The man lay straight on his back in front of a closed furniture store.
Medical staff in blue overalls gently shrouded his body with a blue blanket.
The ambulance left, and police stacked supermarket cardboard boxes to hide the scene.
AFP could not determine how the man, who appeared to be aged in his 60s, had died.
AFP contacted police and local health officials afterwards but could not get details on his case.
But the reaction of the police and medical staff in hazmat suits, as well as some of the bystanders, highlighted the fear pervading the city.
A woman standing near the man, wearing pink pyjamas and a Mao cap, said she believed he had died from the virus.
"It's terrible," she said. "These days many people have died."
Wuhan is the epicentre of the outbreak of the new coronavirus, which is believed to have jumped from wild animals at a city market into humans.
The virus, which emerged late last year, has claimed at least 213 lives and infected almost 10,000 people in China, with at least 159 deaths in Wuhan alone.
With the virus spreading to other countries, the World Health Organisation (WHO) has declared the crisis a global health emergency.
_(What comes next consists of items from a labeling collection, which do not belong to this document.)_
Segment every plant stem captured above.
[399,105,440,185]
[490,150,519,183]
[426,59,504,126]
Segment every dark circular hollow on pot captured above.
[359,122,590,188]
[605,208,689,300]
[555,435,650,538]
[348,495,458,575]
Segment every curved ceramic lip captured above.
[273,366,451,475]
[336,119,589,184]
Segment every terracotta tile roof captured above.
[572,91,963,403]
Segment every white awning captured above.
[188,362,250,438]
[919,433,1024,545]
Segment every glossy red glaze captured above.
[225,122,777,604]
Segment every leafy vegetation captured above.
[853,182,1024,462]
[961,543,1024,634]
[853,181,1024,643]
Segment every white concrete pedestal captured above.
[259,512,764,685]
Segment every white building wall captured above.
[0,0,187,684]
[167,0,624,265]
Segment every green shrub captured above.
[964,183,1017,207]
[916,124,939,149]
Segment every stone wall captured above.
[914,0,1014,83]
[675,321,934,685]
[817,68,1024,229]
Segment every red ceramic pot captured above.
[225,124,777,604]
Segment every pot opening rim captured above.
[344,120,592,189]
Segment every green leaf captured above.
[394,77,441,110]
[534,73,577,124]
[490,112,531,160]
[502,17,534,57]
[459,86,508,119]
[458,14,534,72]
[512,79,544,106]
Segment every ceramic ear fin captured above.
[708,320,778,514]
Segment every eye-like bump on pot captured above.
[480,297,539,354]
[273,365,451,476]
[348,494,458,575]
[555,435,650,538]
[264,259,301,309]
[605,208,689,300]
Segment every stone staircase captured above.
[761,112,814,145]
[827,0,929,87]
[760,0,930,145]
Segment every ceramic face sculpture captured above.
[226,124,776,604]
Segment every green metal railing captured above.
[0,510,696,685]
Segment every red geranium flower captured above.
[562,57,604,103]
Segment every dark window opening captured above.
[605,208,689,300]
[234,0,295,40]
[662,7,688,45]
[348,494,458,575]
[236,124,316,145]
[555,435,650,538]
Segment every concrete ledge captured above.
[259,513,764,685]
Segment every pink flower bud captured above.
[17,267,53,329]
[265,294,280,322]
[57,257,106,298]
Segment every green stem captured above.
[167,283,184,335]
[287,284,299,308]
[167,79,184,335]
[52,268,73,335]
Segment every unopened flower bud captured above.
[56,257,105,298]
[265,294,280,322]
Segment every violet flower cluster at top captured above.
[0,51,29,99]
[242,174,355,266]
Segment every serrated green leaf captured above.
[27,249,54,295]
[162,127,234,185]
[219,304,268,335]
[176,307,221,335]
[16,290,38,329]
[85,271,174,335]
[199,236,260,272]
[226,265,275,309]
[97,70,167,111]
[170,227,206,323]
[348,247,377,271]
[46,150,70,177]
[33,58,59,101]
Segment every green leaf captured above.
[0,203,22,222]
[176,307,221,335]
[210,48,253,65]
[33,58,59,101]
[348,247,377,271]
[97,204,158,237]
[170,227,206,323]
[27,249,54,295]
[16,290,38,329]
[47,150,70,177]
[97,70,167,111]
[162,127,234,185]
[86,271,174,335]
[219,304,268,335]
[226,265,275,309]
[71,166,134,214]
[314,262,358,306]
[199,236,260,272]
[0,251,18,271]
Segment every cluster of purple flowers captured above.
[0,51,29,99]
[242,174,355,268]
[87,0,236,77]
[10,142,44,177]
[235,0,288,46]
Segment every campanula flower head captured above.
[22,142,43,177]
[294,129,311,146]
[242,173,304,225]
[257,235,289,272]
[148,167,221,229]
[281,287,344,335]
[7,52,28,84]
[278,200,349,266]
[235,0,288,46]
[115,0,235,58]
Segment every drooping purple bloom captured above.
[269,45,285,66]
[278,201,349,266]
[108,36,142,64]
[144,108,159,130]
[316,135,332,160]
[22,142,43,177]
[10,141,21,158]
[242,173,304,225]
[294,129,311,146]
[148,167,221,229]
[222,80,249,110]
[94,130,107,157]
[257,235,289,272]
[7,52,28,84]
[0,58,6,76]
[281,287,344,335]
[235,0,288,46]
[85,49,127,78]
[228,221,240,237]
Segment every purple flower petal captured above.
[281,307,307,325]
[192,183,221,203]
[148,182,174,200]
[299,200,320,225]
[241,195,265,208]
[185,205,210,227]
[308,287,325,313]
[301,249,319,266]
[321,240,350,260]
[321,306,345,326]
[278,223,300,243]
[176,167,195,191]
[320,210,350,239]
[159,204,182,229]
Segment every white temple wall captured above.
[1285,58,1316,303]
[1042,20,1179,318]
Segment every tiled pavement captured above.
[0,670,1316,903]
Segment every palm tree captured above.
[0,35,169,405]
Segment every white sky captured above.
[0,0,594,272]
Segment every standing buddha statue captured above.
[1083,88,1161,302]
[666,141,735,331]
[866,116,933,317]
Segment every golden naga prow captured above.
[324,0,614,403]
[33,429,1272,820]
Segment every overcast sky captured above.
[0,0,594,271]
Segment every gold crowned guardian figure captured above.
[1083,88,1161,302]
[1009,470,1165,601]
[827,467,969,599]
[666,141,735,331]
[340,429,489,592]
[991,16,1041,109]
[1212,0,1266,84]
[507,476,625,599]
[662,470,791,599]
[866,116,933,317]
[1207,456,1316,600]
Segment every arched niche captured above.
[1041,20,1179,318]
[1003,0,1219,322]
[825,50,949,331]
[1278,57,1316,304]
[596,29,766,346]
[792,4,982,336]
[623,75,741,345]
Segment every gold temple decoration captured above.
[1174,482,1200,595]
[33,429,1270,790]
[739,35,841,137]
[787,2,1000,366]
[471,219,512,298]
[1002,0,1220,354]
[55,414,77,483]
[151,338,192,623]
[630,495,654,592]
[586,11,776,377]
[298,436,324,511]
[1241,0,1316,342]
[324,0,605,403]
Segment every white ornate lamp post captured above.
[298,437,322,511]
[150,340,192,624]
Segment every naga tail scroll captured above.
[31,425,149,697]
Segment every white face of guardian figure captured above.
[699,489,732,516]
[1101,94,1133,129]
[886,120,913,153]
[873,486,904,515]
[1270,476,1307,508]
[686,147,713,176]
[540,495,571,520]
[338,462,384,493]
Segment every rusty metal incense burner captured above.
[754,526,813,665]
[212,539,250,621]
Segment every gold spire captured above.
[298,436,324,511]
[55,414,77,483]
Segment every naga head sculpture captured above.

In response to the outbreak, authorities have imposed an unprecedented lockdown of Wuhan, blocking off roads out of the city and banning flights, in a bid to stop the virus spreading.
Those who are trapped are enduring a tormenting wait for the lockdown to end, for a cure to be found, or even just for check-ups at overwhelmed hospitals.
Reporters in Wuhan have seen long queues at hospitals, with some patients saying they had queued for two days to see a doctor.
Many brought their own chairs for the wait.
With most traffic banned, people who venture outside have to walk or bike everywhere in the huge city.
The dead man on the street lay one block from the Wuhan Number Six Hospital, one of the main medical centres treating those with virus symptoms.
A team of forensic experts who examined him were immediately sprayed with disinfectant by colleagues after removing their hazardous material suits.
One man smoking near the scene was told sharply by police to put out his cigarette and don a face mask.
He quickly followed their orders.
In the two hours, at least 15 ambulances passed by the scene, attending other calls.
Finally, a white van with blacked-out windows arrived to take away the man.
The body was zipped into a yellow surgical bag, and carried into the van on a stretcher.
The staff immediately began to clean the ground as the van drove away, disinfecting the streets where the body had lain.